We need copy 5TB data from one server to another (over a 10Gbps link). We plan to use rsync -av remote:/<path /local on destination server but there're few special requirements like:

  1. data copy process should run only from 18:00 Hrs to 07:00 every day until copy is completed. Is it a good idea to cron 2 jobs - one of them starts script at 18:00 and the other kills it at 7:00?
  2. log should be emailed once in every 60 minutes. I noticed there're lot of redundant unnecessary info in the logs. is there any filter?
  3. can transfer speed be controlled? (to reduce a bit so that it won't choke entire bandwidth)
  4. rsync version on destination machine is 3.0.6. yum update rsync says this is final version.
  5. I think there's no need for rsync daemon just standalone command would suffice. please confirm.

Please advise, Many thanks!!

If you had several directories under the main directory about the same size, you could run several rsync commands at the same time. There is a chance that with a full 10GB connection you can get the files transferred in one night. It depends on how many files and how large each file is. IMHO, you would be better off if you have a smaller number of files that are large compared to a huge number of small files. You should use the compress flag, --compress to speed the transfer of files.

I might not even use cron for the transfer, I would probably just log in when I want the transfer to start and run the rsync with nohup and an & amersand at the end. You can then create a cron job to email the nohup.out file every hour if you want. But the transfer might finish in one night. Of course if you have millions of tiny files, it could take longer.
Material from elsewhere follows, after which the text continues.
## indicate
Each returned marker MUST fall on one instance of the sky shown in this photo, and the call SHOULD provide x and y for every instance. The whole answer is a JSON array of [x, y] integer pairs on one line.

Then just log in before the job is supposed to finish and if it is still running kill it.

But if you manually start it you can know the pid at the start, you can even script the cron job to kill the process at the beginning since you know the pid. Just don't leave the job running because the pid will get reused and you will have a job that is randomly killing any job with that pid.

If you are worried about overloading the network you can also try rsyncing to removable storage, then move the drive to the server where it needs to be. Another option would be that if you are using SAN, you can do a SAN snapshot to create another SAN volume with the same data.